Es evidente que no sirvió, pues, de mucho a Carlos II si alguna vez lo leyó, el hermoso libro que con el título de "Empresas políticas o ideas de un príncipe político cristiano", que escribió el célebre Saavedra Fajardo para la educación del malogrado príncipe don Baltasar, primogénito de Felipe IV, y que es uno de los monumentos más preciosos del habla castellana.
En él se advierte a los reyes que la corona debe ser estrecha, para que conforte las sienes; y no hay en ella perla que no sea sudor, ni rubí que no sea sangre, ni diamante que no sea barreno.

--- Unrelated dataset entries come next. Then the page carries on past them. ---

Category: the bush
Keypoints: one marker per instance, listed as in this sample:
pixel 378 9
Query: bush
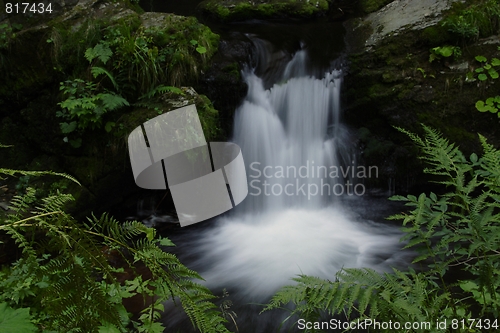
pixel 457 235
pixel 63 281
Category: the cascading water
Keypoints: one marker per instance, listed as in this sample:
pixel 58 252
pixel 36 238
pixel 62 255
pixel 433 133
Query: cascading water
pixel 298 163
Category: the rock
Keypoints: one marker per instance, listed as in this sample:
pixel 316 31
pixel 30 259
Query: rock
pixel 238 10
pixel 4 206
pixel 398 16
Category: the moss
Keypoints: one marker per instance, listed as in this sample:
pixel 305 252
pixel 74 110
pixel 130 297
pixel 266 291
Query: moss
pixel 369 6
pixel 233 70
pixel 235 10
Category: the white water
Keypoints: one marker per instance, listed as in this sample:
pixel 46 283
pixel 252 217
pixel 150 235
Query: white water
pixel 260 246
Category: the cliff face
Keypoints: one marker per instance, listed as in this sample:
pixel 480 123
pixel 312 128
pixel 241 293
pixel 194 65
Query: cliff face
pixel 409 63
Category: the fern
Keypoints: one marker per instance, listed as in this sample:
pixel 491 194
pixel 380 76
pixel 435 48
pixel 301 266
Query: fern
pixel 457 230
pixel 69 284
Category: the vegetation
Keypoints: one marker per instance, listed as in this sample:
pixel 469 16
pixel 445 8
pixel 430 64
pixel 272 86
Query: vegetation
pixel 480 19
pixel 225 10
pixel 63 280
pixel 369 6
pixel 457 236
pixel 446 51
pixel 129 64
pixel 488 71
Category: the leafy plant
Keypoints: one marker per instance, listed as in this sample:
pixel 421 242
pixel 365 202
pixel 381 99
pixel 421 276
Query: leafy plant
pixel 457 236
pixel 85 107
pixel 488 71
pixel 481 19
pixel 66 279
pixel 445 52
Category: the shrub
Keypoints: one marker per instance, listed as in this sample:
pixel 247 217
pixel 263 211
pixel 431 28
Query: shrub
pixel 457 235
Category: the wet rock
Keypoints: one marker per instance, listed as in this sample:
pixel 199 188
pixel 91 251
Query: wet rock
pixel 238 10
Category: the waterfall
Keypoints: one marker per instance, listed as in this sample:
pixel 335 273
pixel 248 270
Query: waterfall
pixel 289 135
pixel 295 148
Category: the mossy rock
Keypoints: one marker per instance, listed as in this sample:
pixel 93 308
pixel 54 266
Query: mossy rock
pixel 237 10
pixel 369 6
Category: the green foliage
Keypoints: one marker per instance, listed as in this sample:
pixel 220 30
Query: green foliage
pixel 481 19
pixel 369 6
pixel 15 321
pixel 85 108
pixel 487 71
pixel 457 236
pixel 445 52
pixel 131 63
pixel 65 278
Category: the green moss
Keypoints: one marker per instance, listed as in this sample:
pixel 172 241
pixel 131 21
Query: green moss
pixel 234 10
pixel 369 6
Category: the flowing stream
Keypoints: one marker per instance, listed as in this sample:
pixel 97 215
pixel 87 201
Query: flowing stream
pixel 304 211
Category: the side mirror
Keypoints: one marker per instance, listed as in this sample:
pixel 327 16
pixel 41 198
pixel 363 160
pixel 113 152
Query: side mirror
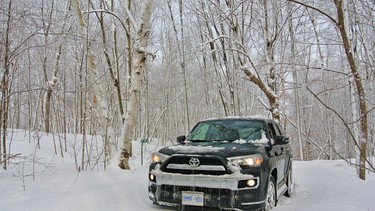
pixel 281 140
pixel 181 139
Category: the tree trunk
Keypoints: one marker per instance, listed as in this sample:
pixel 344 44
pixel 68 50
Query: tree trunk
pixel 358 82
pixel 138 72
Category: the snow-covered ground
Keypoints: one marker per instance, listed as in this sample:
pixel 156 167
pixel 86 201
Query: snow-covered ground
pixel 56 185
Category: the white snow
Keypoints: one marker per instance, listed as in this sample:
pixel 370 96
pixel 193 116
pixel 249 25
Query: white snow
pixel 319 185
pixel 196 149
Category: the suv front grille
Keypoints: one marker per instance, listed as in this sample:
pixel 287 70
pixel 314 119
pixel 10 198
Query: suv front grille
pixel 207 165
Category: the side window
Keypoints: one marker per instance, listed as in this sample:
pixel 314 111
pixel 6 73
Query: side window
pixel 272 130
pixel 277 130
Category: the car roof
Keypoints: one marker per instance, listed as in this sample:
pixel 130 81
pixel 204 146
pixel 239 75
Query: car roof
pixel 257 118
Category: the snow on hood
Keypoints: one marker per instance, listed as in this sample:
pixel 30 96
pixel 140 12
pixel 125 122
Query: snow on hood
pixel 195 149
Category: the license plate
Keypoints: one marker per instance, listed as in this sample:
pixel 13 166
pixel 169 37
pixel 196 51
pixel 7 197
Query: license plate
pixel 192 198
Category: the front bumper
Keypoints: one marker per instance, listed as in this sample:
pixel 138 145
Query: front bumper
pixel 225 192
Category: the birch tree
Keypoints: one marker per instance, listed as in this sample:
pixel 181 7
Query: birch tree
pixel 139 67
pixel 342 25
pixel 94 77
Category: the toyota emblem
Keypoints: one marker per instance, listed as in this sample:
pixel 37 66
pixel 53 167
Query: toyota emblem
pixel 194 162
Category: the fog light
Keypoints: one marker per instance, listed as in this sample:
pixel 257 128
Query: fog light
pixel 152 177
pixel 250 183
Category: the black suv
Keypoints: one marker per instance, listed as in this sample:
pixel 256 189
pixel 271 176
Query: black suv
pixel 228 163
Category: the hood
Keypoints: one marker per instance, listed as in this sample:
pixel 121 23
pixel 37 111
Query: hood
pixel 226 149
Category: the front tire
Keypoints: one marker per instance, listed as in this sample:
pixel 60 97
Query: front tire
pixel 271 199
pixel 289 183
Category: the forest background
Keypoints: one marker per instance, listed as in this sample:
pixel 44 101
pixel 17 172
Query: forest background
pixel 89 66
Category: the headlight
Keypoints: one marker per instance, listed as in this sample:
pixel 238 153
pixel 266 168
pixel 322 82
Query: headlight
pixel 158 157
pixel 251 160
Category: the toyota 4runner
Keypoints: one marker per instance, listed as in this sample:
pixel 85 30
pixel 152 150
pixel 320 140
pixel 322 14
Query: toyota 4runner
pixel 228 163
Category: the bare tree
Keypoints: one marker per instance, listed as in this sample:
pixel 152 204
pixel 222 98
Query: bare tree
pixel 138 71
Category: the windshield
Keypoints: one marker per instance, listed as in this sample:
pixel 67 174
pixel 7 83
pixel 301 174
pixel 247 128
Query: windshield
pixel 227 130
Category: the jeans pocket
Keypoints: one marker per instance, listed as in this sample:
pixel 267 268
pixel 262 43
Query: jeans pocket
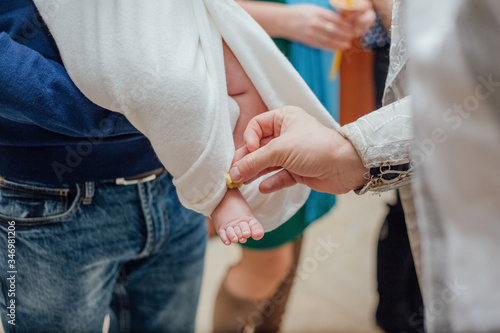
pixel 31 205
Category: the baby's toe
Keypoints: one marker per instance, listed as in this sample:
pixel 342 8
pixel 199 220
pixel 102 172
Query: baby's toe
pixel 223 237
pixel 245 229
pixel 257 229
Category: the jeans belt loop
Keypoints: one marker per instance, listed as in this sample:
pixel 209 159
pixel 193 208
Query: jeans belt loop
pixel 89 193
pixel 146 178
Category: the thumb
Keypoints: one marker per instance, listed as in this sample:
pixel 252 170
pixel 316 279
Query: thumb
pixel 252 164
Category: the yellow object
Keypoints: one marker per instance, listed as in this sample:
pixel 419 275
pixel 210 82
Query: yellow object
pixel 343 5
pixel 348 4
pixel 230 184
pixel 336 65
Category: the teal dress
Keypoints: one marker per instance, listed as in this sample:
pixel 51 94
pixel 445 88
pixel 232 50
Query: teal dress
pixel 314 67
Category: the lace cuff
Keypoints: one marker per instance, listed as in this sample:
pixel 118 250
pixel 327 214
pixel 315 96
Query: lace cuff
pixel 383 141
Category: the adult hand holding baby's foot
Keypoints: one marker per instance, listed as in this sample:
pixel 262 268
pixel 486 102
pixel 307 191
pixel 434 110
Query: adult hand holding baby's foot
pixel 234 221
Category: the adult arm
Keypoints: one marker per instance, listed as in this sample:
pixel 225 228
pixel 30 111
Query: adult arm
pixel 38 91
pixel 373 153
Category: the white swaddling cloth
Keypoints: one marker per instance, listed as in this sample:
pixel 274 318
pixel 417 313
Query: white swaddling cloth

La paz de Nimega marca el apogeo del reinado de Luis XIV, el cual, a despecho de lo tratad, fue incorporando en plena paz a Francia ciudades y territorios, amenazando así destruir el equilibrio europeo.
En vista de tan irritante conducta varias naciones se confederaron formando en 1686 la Liga de Ausburgo, en la que entró también España con Francia, junto a Inglaterra y Holanda.
Luis XIV invadió el Palatinado, y poco después la lucha se extendió a toda Europa. Por lo que respecta a España se vio atacada en Flandes, Cataluña, Baleares, África y América. En Flandes las tropas aliadas fueron vencidas por las francesas en la batalla de Fleurs (1690). Y aunque en Cataluña en un principio fueron derrotados los franceses, éstos acabaron por apoderarse de Ripoll, Urgel, Rosas y, en 1691, Barcelona.
El agotamiento de ambos bandos y el lamentable estado de salud de Carlos II que hacía prever próximo el problema sucesorio, determinaron la paz, que se firmó en Ryswick (cerca de La Haya), en 1697, por lo que Luis XIV, para asegurarse el afecto de Carlos II, devolvió a España todas sus conquistas.
La conducta del monarca francés obedecía al propósito de que, no teniendo sucesión Carlos II de ninguna de sus esposas, designase por heredero a LuisXIV, en razón a estar casado con una hermana del soberano español. Esta misma pretensión tenía Leopoldo I de Alemania para su hijo Carlos.
Por estas fechas, la raquítica y extenuada naturaleza del rey español no podía comunicar ya otro ser que é se le escapaba por momentos. Por eso le llamó Quintana en su "Panteón del Escorial":
"Nulo igualmente a la virtud que al vicio,
indigno de alabanza o vituperio"
Y por eso también el historiador Mignet, pasando revista a nuestros reyes austriacos, afirma:
"Carlos I fue general y rey; Felipe II sólo rey; Felipe III y Felipe IV ya no supieron ser reyes, y Carlos II ni siquiera fue hombre."
Hasta en la degradación de sus fisonomías muestran los reyes de la casa de Austria, a juzgar por los retratos que de ellos nos quedan, la degeneración de su estirpe; tan cruelmente lo dijo Viardot:
"Contemplando aquella galería se reconoce en Carlos V la penetración fina, la voluntad obstinada, la fuerza tranquila; en Felipe II la celosa suspicacia, la voluntad poderosa aún, pero astuta y vengativa; en Felipe III el conato de voluntad, pero incierta, insuficiente, el querer sin poder; en Felipe IV la debilidad indolente; y en Carlos II la imbecilidad."